Dit kan zich uiten in nekpijn, hoofdpijn, rugpijn of pijn in de heupen met uitstraling naar de benen.

Hernia / hernia nuclei pulposi

Bij een hernia is er sprake van een uitstulping van een tussenwervelschijf in de wervelkolom. Deze uitstulping geeft dan druk tegen het ruggenmerg of tegen een zenuw waardoor deze gaat irriteren. Hierdoor kan het ook zijn dat de pijn uitstraalt.

Het kan op meerdere plekken in de rug voorkomen maar komt meestal voor in de lage rug.

Het verslijten van de wervelschijven is een proces wat voorafgaat aan de hernia, dit wordt ook wel discusprotrusie genoemd.

Een hernia kan ontstaan door een slechte houding, overbelasting, weinig lichaamsbeweging en ouderdom. Ook kan het erfelijk zijn.

Een hernia uit zich in klachten in de lage rug, deze zullen in periodes opspelen. Het kan soms zo erg zijn dat normale werkzaamheden niet meer uitgevoerd kunnen worden. De pijn kan uitstralen en krampen veroorzaken.

Bij hoesten, niezen of persen kunnen de klachten verergeren, omdat dan de druk op de tussenwervelschijven groter worden.

Slijtage kraakbeen in ruggenwervels/ Artrose in de rug

Bij artrose is er sprake van slijtage van het kraakbeen van de tussenwervelschijven. Deze liggen tussen ruggenwervels en werken als schokdempers voor het lichaam. Deze bestaan uit kraakbeen met een geleiachtige kern. Door artrose vermindert de natuurlijke schokdemping tussen de gewrichten.

Artrose heeft diverse oorzaken, maar de meest voor de hand liggende is ouderdom. Het kraakbeen krijgt door de jaren heen steeds meer te verduren en wordt steeds minder flexibel.

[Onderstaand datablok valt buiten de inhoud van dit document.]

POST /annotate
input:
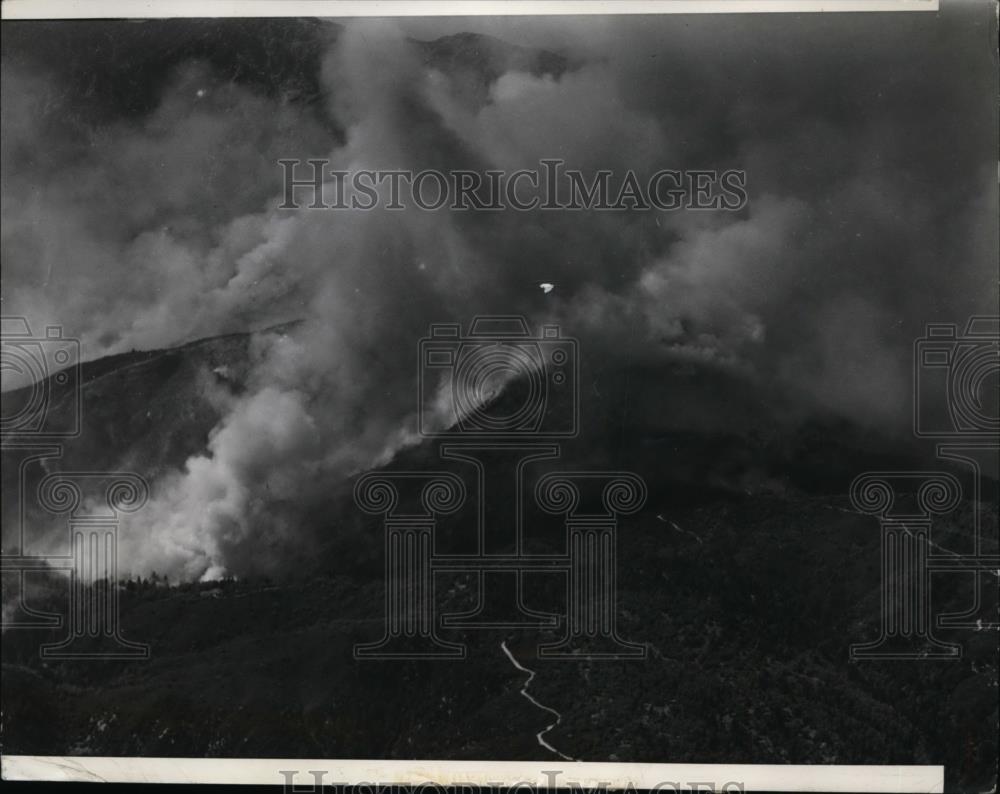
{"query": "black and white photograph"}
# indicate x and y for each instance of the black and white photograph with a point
(593, 391)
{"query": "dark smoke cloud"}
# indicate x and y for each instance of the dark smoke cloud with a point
(867, 140)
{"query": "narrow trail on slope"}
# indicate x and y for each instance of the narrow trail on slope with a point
(524, 691)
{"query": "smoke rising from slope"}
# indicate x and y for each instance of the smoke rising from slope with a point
(140, 232)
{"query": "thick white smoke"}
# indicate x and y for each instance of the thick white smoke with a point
(165, 228)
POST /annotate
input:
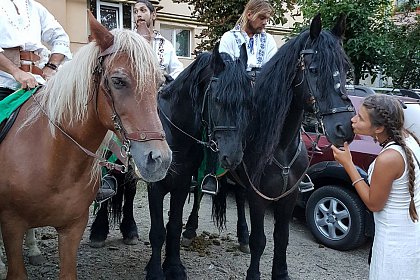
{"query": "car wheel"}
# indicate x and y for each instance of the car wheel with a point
(335, 216)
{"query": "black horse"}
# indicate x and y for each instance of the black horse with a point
(310, 68)
(215, 91)
(120, 207)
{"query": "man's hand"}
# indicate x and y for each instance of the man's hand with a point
(144, 31)
(26, 79)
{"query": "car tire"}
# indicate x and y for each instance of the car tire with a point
(336, 218)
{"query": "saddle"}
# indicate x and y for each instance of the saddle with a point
(10, 107)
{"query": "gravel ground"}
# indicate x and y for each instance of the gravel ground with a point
(220, 258)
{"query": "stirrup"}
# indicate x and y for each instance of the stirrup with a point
(306, 186)
(208, 191)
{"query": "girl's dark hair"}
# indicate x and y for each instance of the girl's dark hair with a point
(385, 110)
(148, 4)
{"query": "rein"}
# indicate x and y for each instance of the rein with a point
(102, 161)
(285, 175)
(211, 144)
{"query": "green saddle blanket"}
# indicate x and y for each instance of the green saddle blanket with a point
(14, 101)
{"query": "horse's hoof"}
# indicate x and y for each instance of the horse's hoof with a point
(131, 241)
(244, 248)
(37, 260)
(96, 244)
(186, 242)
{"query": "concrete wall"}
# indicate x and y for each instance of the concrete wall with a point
(72, 16)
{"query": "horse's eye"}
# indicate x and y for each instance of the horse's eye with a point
(118, 82)
(313, 70)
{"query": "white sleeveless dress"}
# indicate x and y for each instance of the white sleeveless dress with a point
(396, 245)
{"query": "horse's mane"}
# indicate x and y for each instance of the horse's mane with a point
(234, 90)
(273, 92)
(65, 96)
(188, 80)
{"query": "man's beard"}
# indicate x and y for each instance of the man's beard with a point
(148, 23)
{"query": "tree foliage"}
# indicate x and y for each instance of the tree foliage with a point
(364, 39)
(219, 16)
(374, 41)
(401, 58)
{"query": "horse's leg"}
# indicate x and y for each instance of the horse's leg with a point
(35, 256)
(257, 238)
(191, 227)
(2, 265)
(172, 266)
(100, 227)
(68, 243)
(242, 230)
(128, 225)
(157, 231)
(13, 233)
(283, 212)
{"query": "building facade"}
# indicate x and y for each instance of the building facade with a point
(173, 20)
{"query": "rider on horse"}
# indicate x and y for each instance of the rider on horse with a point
(260, 46)
(145, 16)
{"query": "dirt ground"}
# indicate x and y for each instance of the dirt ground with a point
(220, 259)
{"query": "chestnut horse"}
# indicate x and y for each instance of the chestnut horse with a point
(49, 174)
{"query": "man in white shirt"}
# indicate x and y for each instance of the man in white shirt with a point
(145, 16)
(260, 46)
(250, 29)
(24, 25)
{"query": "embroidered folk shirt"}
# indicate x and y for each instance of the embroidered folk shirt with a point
(166, 55)
(27, 29)
(260, 48)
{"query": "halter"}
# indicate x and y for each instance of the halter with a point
(124, 154)
(319, 115)
(139, 136)
(312, 88)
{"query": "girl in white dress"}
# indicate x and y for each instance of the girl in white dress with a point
(393, 193)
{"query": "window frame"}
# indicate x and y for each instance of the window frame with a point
(173, 29)
(119, 6)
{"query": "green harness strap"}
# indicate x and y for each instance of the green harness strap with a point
(14, 101)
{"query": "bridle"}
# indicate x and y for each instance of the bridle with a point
(123, 154)
(312, 87)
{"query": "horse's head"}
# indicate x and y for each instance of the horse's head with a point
(227, 103)
(127, 78)
(321, 75)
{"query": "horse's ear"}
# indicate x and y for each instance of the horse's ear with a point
(340, 26)
(217, 61)
(316, 26)
(243, 57)
(104, 39)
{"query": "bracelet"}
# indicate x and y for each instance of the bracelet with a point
(356, 181)
(51, 65)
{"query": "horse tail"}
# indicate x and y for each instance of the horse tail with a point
(219, 206)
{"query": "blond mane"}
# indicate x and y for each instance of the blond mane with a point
(65, 96)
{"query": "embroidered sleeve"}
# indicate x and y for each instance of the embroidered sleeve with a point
(229, 45)
(53, 33)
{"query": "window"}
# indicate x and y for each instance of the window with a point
(112, 15)
(180, 39)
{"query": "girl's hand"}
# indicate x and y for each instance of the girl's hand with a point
(342, 155)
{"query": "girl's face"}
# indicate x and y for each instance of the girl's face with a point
(143, 14)
(361, 123)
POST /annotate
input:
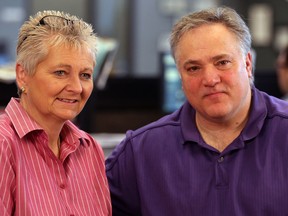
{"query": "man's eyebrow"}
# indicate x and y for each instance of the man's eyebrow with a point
(214, 58)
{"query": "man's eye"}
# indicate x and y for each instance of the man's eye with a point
(60, 73)
(193, 68)
(224, 64)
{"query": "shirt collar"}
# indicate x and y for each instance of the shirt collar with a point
(258, 112)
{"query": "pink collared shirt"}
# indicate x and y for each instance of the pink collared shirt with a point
(33, 181)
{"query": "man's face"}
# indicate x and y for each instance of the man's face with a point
(215, 74)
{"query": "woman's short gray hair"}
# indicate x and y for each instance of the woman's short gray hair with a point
(52, 28)
(224, 15)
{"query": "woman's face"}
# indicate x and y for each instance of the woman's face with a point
(60, 86)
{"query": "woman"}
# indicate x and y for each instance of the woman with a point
(48, 165)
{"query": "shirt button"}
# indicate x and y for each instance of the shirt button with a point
(221, 159)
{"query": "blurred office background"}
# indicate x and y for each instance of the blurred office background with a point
(142, 83)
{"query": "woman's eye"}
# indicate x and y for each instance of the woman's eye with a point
(86, 76)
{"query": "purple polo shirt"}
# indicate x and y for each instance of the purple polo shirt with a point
(166, 168)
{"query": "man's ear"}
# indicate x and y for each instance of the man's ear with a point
(249, 64)
(21, 75)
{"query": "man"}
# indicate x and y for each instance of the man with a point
(224, 151)
(282, 72)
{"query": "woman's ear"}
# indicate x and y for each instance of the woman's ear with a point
(21, 76)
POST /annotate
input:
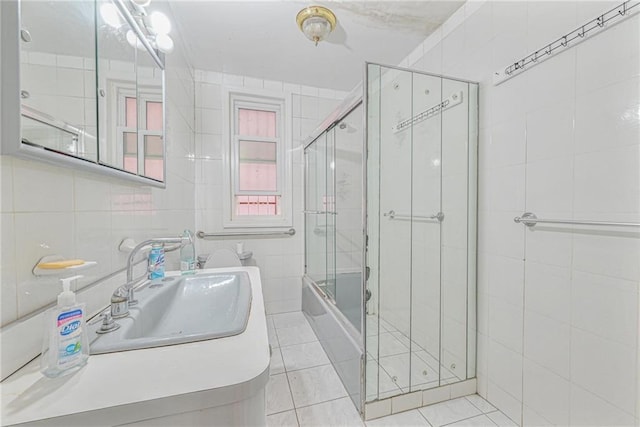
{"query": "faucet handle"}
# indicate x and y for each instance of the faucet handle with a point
(108, 324)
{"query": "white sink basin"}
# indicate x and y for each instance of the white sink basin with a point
(181, 309)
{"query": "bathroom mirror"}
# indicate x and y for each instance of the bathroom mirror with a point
(57, 77)
(94, 98)
(130, 99)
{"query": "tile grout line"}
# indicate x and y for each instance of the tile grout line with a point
(468, 418)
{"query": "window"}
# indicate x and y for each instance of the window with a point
(257, 164)
(144, 106)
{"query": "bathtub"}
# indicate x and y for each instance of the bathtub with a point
(335, 329)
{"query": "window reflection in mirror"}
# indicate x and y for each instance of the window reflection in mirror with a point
(150, 147)
(117, 97)
(57, 77)
(130, 106)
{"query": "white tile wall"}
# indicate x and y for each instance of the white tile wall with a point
(280, 260)
(561, 140)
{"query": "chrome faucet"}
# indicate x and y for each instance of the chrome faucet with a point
(122, 310)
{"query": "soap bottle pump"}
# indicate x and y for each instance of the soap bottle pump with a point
(65, 347)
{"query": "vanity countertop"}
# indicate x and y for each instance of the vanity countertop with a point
(139, 384)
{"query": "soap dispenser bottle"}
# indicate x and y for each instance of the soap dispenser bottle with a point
(65, 347)
(188, 254)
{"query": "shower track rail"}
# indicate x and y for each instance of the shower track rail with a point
(289, 232)
(393, 215)
(530, 220)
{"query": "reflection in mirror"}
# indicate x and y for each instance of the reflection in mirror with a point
(150, 143)
(57, 77)
(131, 112)
(117, 97)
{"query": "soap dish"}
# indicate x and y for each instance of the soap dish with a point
(61, 271)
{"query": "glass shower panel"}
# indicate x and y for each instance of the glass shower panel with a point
(373, 387)
(421, 231)
(455, 233)
(426, 228)
(315, 226)
(394, 237)
(347, 171)
(328, 207)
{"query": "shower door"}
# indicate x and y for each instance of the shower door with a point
(421, 231)
(333, 214)
(319, 214)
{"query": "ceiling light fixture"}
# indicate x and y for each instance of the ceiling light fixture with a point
(155, 26)
(316, 22)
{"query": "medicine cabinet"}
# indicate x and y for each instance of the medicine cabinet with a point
(86, 87)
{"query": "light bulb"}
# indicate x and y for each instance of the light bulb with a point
(316, 28)
(110, 15)
(160, 23)
(164, 43)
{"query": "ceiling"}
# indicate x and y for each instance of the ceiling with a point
(261, 39)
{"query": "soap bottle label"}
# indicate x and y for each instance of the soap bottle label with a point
(69, 325)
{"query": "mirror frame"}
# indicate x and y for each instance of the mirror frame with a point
(10, 102)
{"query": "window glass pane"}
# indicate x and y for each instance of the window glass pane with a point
(153, 157)
(154, 115)
(257, 151)
(257, 168)
(131, 113)
(130, 149)
(258, 205)
(256, 123)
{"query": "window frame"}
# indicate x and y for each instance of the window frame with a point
(119, 91)
(235, 99)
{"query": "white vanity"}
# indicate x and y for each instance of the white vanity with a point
(218, 382)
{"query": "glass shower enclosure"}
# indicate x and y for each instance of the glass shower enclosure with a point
(333, 214)
(390, 234)
(421, 227)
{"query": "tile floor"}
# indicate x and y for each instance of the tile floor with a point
(304, 389)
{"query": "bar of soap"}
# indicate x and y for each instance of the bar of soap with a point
(55, 265)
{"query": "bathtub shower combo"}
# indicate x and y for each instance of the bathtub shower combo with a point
(390, 244)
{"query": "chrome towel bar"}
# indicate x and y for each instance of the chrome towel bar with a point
(320, 212)
(530, 219)
(393, 215)
(203, 235)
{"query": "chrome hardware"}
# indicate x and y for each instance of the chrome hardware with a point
(319, 212)
(393, 215)
(108, 324)
(530, 220)
(289, 232)
(592, 27)
(129, 286)
(120, 303)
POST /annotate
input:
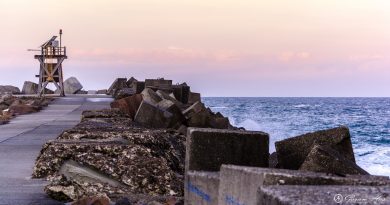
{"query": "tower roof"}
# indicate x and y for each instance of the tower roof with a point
(49, 42)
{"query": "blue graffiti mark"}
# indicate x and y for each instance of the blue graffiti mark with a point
(198, 192)
(232, 201)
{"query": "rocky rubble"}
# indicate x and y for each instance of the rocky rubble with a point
(328, 151)
(143, 161)
(136, 149)
(11, 106)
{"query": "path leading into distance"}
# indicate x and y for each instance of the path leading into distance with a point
(21, 141)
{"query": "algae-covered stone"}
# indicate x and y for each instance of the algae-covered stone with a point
(325, 159)
(292, 152)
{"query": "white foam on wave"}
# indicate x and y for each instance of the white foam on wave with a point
(249, 124)
(301, 106)
(218, 107)
(375, 159)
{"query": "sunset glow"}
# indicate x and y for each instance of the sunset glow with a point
(220, 47)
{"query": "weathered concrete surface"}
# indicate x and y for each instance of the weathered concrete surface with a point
(239, 184)
(202, 188)
(322, 195)
(21, 141)
(207, 149)
(75, 171)
(292, 152)
(325, 159)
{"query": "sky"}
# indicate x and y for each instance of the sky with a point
(313, 48)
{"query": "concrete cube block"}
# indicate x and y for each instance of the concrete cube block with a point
(116, 85)
(202, 188)
(325, 159)
(150, 96)
(207, 149)
(322, 195)
(239, 184)
(292, 152)
(149, 115)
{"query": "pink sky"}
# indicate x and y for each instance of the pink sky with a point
(219, 47)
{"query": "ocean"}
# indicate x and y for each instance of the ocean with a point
(367, 118)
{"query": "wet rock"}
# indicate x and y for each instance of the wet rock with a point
(102, 92)
(72, 86)
(150, 96)
(7, 99)
(74, 171)
(195, 108)
(149, 115)
(105, 113)
(219, 122)
(130, 81)
(82, 92)
(325, 159)
(292, 152)
(4, 89)
(166, 96)
(158, 84)
(124, 92)
(181, 92)
(128, 105)
(145, 161)
(123, 201)
(118, 84)
(177, 118)
(138, 86)
(199, 116)
(93, 200)
(193, 98)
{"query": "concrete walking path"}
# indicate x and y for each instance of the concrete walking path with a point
(21, 141)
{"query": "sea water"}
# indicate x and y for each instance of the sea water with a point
(367, 118)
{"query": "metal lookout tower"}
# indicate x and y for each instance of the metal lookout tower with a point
(51, 58)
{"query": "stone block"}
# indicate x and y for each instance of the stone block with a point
(177, 117)
(92, 92)
(207, 149)
(202, 188)
(72, 85)
(239, 183)
(102, 92)
(193, 98)
(323, 195)
(150, 96)
(193, 109)
(292, 152)
(82, 92)
(75, 171)
(124, 92)
(130, 81)
(181, 92)
(9, 89)
(117, 85)
(159, 84)
(166, 96)
(138, 86)
(325, 159)
(149, 115)
(128, 105)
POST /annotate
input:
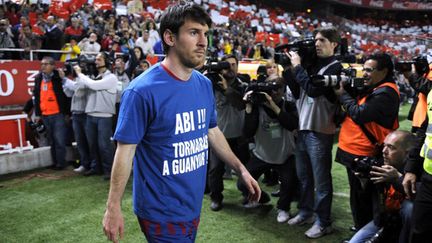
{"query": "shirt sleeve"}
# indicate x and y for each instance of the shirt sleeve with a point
(134, 118)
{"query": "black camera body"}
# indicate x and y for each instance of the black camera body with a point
(85, 62)
(257, 97)
(39, 127)
(349, 75)
(421, 65)
(364, 166)
(305, 48)
(214, 70)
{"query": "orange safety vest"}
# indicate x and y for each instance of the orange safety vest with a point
(48, 99)
(421, 108)
(352, 138)
(393, 200)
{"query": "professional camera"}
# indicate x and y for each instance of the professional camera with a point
(364, 166)
(421, 65)
(214, 70)
(349, 75)
(39, 127)
(257, 97)
(85, 62)
(305, 49)
(261, 74)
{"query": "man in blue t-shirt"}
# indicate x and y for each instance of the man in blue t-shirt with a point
(167, 121)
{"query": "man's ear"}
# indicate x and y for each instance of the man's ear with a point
(169, 38)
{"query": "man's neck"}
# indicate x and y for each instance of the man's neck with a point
(178, 69)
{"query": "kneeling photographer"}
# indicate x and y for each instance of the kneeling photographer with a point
(371, 115)
(271, 121)
(392, 212)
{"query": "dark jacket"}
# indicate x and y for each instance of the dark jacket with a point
(288, 118)
(63, 101)
(381, 106)
(300, 77)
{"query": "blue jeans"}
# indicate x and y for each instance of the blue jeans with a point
(313, 165)
(56, 130)
(79, 124)
(370, 229)
(99, 132)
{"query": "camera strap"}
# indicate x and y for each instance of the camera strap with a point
(323, 69)
(372, 139)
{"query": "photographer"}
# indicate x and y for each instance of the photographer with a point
(230, 109)
(100, 108)
(371, 115)
(316, 106)
(419, 77)
(271, 121)
(391, 202)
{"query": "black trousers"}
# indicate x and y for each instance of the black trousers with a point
(422, 212)
(287, 176)
(216, 167)
(361, 198)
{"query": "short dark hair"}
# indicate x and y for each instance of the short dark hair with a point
(383, 61)
(176, 15)
(331, 33)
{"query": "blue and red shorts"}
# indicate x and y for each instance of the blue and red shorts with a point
(169, 231)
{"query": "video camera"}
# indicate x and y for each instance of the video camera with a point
(85, 62)
(39, 127)
(257, 97)
(213, 71)
(364, 166)
(349, 75)
(261, 74)
(305, 48)
(421, 65)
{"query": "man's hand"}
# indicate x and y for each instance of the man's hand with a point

Artrose in de rug uit zich in pijn, deze is lokaal maar kan ook uitstralen, omdat er zenuwen beklemd raken. Bij een ernstige slijtage kunnen de vormen van de botten beschadigd raken omdat de ruggenwervels over elkaar heen schuren.  Dit veroorzaakt klachten zoals opstartklachten, stijfheid en een zeurende of stekende pijn.

Een vergroeide rug / Scoliose

Bij scoliose is er sprake van een zijwaartse vergroeiing van de wervelkolom. Deze vergroeiing kan bij de geboorte aanwezig zijn maar kan ook op laterale leeftijd ontstaan. Op latere leeftijd kan dit bijvoorbeeld komen door een verkeerde houding of beenlengteverschil. Maar in 80% van de gevallen is de oorzaak van de vergroeiing niet bekend.

Ook komt het vaker bij meisjes voor. De vergroeiing in de rug kan de vorm van een S of een C hebben. Hierdoor ontstaat er een kromming in de rug en kunnen er klachten ontstaan omdat de spierbelasting asymmetrisch wordt uitgeoefend. Als deze vergroeiing zich in de lage rug bevind is de kans op klachten groter.

In sommige gevallen gaat de vergroeiing gepaard met pijnklachten, maar dit hoeft echter niet altijd het geval te zijn.